If the rc reveals an issue after it has published to TestPyPI, never move the existing rc tag. PyPI and TestPyPI treat versions as immutable; bump the rc counter instead. Each rc bump is its own PR because the pyproject version has to track the new tag. Fix the bug, then update:

• pyproject.toml: version = "0.7.0rc2"
• src/openarmature/__init__.py: __version__ = "0.7.0rc2"
• tests/test_smoke.py: the version assertion

Commit as chore(release): v0.7.0-rc2, open a PR, and merge once CI is green. Then from a freshly-pulled main:

git tag v0.7.0-rc2
git push origin v0.7.0-rc2

Repeat verification against the new rc. Two or three rc iterations is fine. If the same issue keeps recurring, that's a signal to step back and address the design rather than spin more rc tags.

If an rc tag fails the release workflow's pre-publish checks (e.g., the version-match validator) so that nothing was uploaded to TestPyPI, the tag is recoverable: nothing is immutable on PyPI yet. Land the fix on main, delete the tag from origin (git push origin :refs/tags/v0.7.0-rcN), and re-tag the fix commit. Only do this when you're certain the workflow did not reach a publish step.

Rollback

PyPI does not allow re-uploading the same version. If a real release ships and turns out to be broken:

1. Yank the version via the PyPI web UI (https://pypi.org/manage/project/openarmature/release/X.Y.Z/). Yanking marks the version as not-installable-by-default; existing pinned dependencies still resolve, but a fresh install skips it.
2. Cut a patch. Fix the bug, run through the full rc → real cycle for X.Y.(Z+1). The yanked version stays in place as a historical record; the new patch supersedes it.

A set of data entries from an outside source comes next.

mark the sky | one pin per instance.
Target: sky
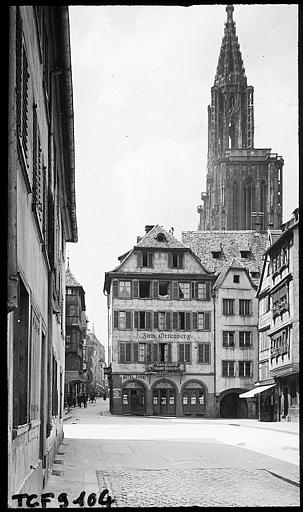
(142, 77)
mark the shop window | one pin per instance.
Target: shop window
(20, 360)
(245, 369)
(244, 307)
(228, 339)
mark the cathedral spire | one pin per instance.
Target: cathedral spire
(230, 69)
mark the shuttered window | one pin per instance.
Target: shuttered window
(156, 320)
(204, 353)
(136, 289)
(128, 320)
(184, 352)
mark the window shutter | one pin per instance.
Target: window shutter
(207, 290)
(115, 288)
(187, 321)
(206, 353)
(121, 352)
(175, 320)
(116, 322)
(139, 259)
(150, 259)
(136, 319)
(155, 352)
(155, 289)
(136, 288)
(167, 320)
(136, 352)
(207, 321)
(169, 353)
(181, 352)
(156, 320)
(148, 353)
(175, 290)
(195, 320)
(128, 354)
(187, 351)
(128, 319)
(148, 319)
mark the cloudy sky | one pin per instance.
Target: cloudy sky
(141, 80)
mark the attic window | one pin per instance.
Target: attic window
(245, 253)
(160, 237)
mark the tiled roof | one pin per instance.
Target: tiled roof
(232, 242)
(149, 240)
(70, 280)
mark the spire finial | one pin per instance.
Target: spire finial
(229, 10)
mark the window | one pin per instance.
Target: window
(201, 321)
(20, 360)
(184, 352)
(184, 290)
(175, 260)
(145, 259)
(228, 368)
(244, 307)
(245, 339)
(245, 369)
(142, 319)
(228, 339)
(144, 289)
(125, 289)
(228, 306)
(204, 353)
(201, 290)
(164, 287)
(125, 352)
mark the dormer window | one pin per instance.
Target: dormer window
(161, 237)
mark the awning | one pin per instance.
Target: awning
(256, 391)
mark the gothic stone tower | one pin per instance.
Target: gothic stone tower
(243, 184)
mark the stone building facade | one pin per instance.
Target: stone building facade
(160, 317)
(94, 361)
(235, 257)
(41, 219)
(75, 325)
(243, 183)
(278, 296)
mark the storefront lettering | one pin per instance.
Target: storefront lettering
(165, 336)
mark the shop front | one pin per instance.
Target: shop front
(193, 399)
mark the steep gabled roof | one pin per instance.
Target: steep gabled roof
(231, 243)
(235, 264)
(150, 241)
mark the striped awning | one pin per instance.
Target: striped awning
(256, 391)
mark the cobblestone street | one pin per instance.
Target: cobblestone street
(198, 487)
(170, 462)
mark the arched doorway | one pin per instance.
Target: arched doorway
(164, 399)
(133, 398)
(193, 399)
(231, 406)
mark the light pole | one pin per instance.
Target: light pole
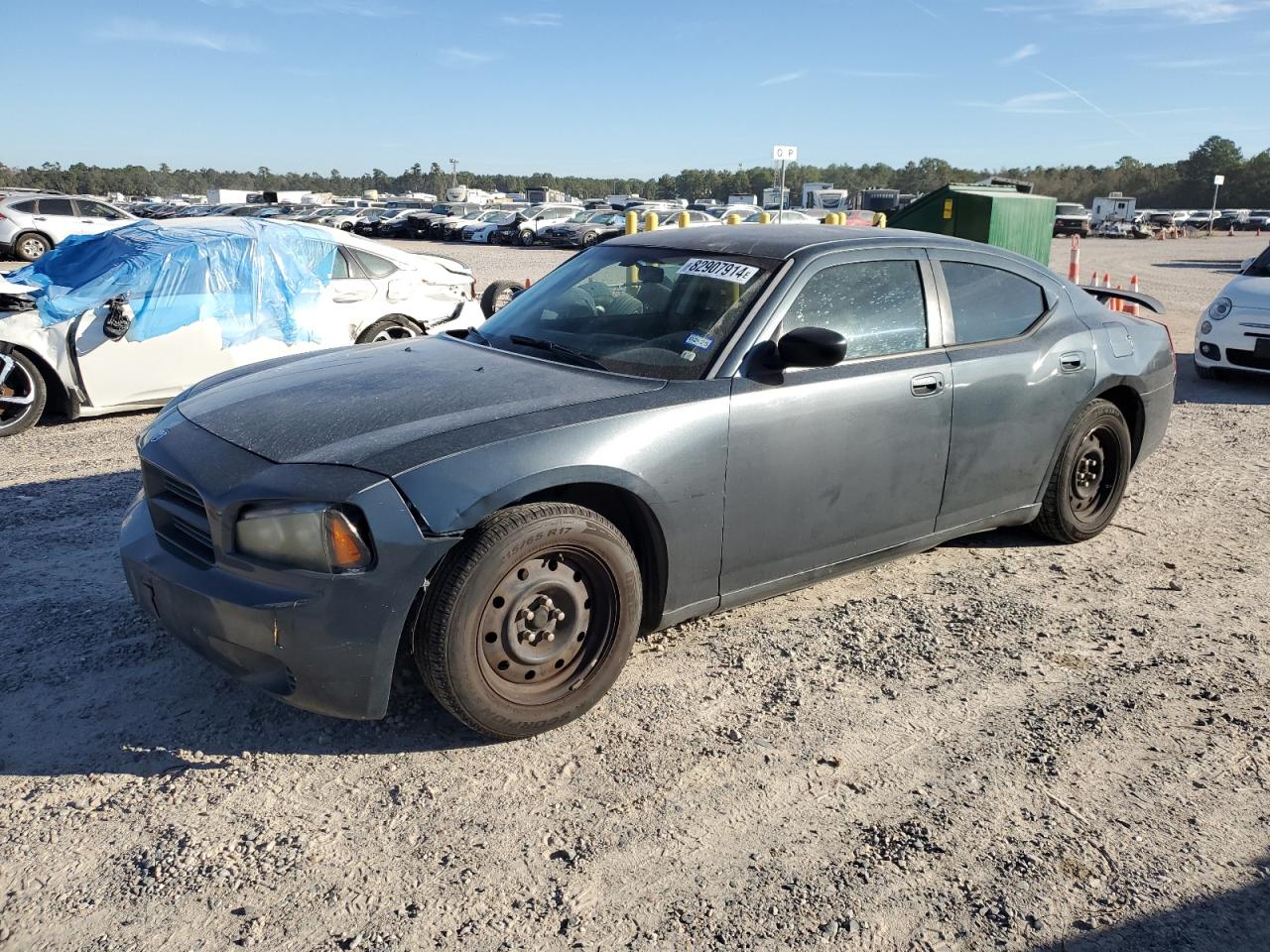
(1218, 180)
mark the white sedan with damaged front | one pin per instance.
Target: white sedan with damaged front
(128, 318)
(1234, 331)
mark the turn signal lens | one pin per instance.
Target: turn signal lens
(317, 537)
(347, 549)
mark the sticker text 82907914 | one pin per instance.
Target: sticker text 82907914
(721, 271)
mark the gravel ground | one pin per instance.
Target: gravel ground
(998, 744)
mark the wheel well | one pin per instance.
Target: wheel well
(635, 521)
(59, 400)
(1128, 403)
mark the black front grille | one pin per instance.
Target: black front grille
(178, 513)
(1247, 358)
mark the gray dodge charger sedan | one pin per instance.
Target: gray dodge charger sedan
(666, 425)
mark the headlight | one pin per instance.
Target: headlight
(318, 537)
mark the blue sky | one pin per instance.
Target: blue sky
(631, 89)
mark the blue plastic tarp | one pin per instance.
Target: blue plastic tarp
(254, 278)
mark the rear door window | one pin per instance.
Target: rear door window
(989, 303)
(878, 306)
(56, 206)
(373, 266)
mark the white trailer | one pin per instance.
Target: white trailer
(1114, 207)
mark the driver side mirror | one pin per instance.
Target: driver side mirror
(118, 317)
(811, 347)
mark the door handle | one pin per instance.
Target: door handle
(1072, 362)
(926, 385)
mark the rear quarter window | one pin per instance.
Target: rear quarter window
(989, 303)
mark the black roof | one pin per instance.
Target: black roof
(779, 241)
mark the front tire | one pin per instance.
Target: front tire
(531, 620)
(31, 246)
(23, 394)
(395, 326)
(1089, 477)
(497, 296)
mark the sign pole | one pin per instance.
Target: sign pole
(1218, 180)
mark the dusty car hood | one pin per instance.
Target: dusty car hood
(345, 407)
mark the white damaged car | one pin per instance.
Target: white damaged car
(1234, 330)
(128, 318)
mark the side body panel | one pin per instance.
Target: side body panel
(1012, 400)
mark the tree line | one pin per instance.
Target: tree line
(1187, 182)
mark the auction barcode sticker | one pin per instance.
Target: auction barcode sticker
(722, 271)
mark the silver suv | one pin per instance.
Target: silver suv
(33, 222)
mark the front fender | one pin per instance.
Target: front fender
(672, 457)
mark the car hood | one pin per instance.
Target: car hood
(349, 405)
(1247, 291)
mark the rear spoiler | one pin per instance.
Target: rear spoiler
(1133, 298)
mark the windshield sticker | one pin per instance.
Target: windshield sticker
(701, 341)
(720, 271)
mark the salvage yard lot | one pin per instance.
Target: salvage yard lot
(1002, 743)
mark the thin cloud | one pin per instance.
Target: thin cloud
(884, 73)
(456, 56)
(1032, 104)
(1020, 55)
(784, 77)
(317, 8)
(534, 19)
(154, 32)
(1096, 108)
(1188, 10)
(928, 10)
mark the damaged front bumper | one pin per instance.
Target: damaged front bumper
(318, 642)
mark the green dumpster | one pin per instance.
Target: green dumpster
(989, 213)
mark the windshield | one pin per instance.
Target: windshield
(1260, 268)
(651, 312)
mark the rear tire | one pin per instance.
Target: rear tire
(28, 248)
(395, 326)
(531, 620)
(23, 394)
(1088, 480)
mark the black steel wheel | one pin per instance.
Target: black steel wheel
(531, 620)
(23, 394)
(1088, 481)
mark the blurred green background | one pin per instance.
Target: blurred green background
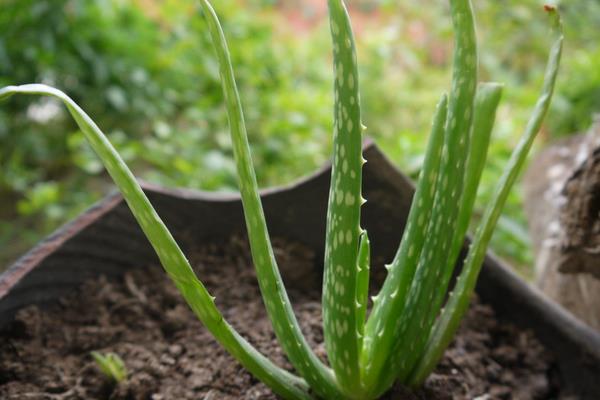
(145, 71)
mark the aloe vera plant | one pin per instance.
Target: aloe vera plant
(407, 329)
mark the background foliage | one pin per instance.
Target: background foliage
(145, 71)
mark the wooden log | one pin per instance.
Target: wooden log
(562, 202)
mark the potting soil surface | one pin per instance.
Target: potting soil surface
(45, 354)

Do not try to delete a release. Yanking + patching is the supported path and what downstream tooling expects.

Reference

• .github/workflows/release.yml — the release workflow; authoritative on what happens when each tag shape is pushed.
• CHANGELOG.md — release notes go here, in Keep a Changelog format.
• pyproject.toml — project.version must match the tag (normalized per PEP 440).
• GitHub Environments — testpypi and pypi own the OIDC trust to the respective indexes. Configure required-reviewer rules on pypi for an extra approval gate before real publishes.